50% or 33% Offset? It’s now in the Handbook!
Much of the beauty and versatility of installed tile lies in the ability to utilize patterns to create an interesting effect. Today, with the popularity of rectangular tiles, the pattern of choice has been the 50% offset or brick joint. While this pattern can be very attractive, it can also be frustrating when the inherent warpage on the long side of the tile causes lippage.
This lippage issue many times leaves the installer with a difficult if not impossible task, when a 50% offset with a credit card or 1/32” grout joint is specified. The problem occurs when the high point in the center of the long side of the tile is placed very tightly next to the two low point abutting tile ends.

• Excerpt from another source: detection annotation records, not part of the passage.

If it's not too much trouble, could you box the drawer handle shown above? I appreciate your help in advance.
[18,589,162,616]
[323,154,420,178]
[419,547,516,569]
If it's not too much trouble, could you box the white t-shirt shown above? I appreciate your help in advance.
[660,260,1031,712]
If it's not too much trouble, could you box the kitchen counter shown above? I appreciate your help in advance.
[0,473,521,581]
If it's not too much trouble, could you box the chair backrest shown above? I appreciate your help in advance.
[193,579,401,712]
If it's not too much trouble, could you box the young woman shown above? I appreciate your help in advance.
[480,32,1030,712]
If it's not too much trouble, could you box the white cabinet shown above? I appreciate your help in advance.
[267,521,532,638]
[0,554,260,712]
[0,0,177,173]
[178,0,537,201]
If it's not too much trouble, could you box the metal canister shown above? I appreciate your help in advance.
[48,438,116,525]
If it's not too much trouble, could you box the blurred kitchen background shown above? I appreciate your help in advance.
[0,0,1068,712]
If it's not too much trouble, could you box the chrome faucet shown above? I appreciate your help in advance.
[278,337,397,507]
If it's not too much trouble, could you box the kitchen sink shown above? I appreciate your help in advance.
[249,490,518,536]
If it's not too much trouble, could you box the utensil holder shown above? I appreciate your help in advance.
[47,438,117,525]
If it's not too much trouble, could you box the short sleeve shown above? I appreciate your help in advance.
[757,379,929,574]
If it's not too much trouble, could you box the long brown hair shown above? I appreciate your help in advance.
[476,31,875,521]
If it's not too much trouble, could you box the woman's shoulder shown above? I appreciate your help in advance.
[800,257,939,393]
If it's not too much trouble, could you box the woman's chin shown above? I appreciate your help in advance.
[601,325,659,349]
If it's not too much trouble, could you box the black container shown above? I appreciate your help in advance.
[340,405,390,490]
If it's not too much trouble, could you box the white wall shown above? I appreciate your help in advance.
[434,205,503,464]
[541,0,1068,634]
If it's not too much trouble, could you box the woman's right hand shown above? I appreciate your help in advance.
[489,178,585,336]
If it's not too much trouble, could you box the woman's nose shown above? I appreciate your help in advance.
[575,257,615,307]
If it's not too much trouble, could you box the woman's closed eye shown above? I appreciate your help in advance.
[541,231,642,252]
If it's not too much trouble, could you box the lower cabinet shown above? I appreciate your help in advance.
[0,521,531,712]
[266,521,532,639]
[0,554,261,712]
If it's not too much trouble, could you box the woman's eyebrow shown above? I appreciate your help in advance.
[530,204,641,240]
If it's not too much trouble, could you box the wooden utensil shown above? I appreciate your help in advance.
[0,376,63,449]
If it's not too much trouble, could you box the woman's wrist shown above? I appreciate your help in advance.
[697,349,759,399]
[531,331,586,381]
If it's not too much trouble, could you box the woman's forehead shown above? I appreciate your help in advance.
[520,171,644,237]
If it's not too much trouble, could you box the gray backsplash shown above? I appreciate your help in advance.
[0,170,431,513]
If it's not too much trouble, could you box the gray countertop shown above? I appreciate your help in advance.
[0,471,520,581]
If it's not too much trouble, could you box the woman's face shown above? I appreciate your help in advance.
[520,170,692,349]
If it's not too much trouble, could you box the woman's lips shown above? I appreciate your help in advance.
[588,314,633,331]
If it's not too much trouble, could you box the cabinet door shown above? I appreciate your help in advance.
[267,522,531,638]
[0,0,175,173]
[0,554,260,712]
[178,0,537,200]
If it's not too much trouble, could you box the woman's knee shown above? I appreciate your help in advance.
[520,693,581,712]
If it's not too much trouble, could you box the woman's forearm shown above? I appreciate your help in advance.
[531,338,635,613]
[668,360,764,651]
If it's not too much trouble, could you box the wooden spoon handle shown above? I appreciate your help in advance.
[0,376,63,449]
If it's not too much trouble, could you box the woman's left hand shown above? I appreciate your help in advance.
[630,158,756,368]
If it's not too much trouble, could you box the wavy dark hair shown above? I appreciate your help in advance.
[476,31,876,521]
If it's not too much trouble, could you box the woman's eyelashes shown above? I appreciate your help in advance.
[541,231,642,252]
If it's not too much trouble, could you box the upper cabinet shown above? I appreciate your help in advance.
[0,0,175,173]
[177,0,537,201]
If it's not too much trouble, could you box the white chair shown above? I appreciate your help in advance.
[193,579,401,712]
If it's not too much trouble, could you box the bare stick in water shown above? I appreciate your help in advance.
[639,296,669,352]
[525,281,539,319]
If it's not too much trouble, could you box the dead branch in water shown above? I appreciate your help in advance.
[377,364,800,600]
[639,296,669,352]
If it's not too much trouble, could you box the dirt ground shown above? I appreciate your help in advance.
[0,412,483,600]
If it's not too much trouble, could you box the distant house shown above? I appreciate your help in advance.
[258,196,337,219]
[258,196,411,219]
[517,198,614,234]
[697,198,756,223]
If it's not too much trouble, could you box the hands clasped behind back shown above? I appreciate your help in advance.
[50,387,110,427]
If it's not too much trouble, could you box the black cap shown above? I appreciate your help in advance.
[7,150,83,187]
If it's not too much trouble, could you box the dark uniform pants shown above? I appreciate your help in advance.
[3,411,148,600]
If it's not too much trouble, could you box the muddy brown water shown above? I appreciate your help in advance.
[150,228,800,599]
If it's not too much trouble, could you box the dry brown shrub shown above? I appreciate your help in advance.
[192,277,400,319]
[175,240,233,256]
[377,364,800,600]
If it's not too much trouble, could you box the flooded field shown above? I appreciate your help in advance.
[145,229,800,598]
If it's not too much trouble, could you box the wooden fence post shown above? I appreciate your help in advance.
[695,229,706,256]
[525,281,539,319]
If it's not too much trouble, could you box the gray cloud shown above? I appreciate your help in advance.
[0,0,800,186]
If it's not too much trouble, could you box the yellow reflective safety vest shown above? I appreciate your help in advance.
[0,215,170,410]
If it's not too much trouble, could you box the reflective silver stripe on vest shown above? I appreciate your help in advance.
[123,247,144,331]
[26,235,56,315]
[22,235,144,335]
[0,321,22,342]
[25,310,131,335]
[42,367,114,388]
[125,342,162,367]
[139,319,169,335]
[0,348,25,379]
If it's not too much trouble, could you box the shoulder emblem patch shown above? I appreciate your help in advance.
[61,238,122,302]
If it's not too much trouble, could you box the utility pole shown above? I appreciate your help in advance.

Until last year, the installer had little or no support in finding a solution to this situation. Now both the ANSI Specifications and the TCNA Handbook include language that will help installers overcome the concern of tight grout joints and the offset pattern. For this article, however we will concentrate on the offset pattern and leave the grout joint for another time.
Page 27 of the 2012 Handbook speaks to the topic of this pattern. 18.104.22.168 Running bond/brick joint offset: For running bond/brick joint patterns utilizing tile (square or rectangular) where the side being offset is greater than 18” (nominal dimension), the running bond offset will be a maximum of 33% unless otherwise specified by the tile manufacturer. If an offset greater than 33% is specified, specifier and owner must approve mock-up and lippage.
By moving the intersection of the two ends of the tiles to the 33% location from the 50% location, the lippage is significantly reduced and most times provides an acceptable appearance. Many tile manufacturers now recommend that their products be installed with the 33% offset which further supports tile mechanic’s need to install a tile pattern that will be satisfactory. The Handbook language also gives the installer a method to overcome being responsible for the possible lippage by requiring the specifier and the owner to approve it prior to starting the Installation. This is a win-win situation for all involved.
The photo illustrates the beauty and functionality of the 33% offset. Use this specification to your advantage. When a job calls for an offset installation, go for it, because now you have the support you need.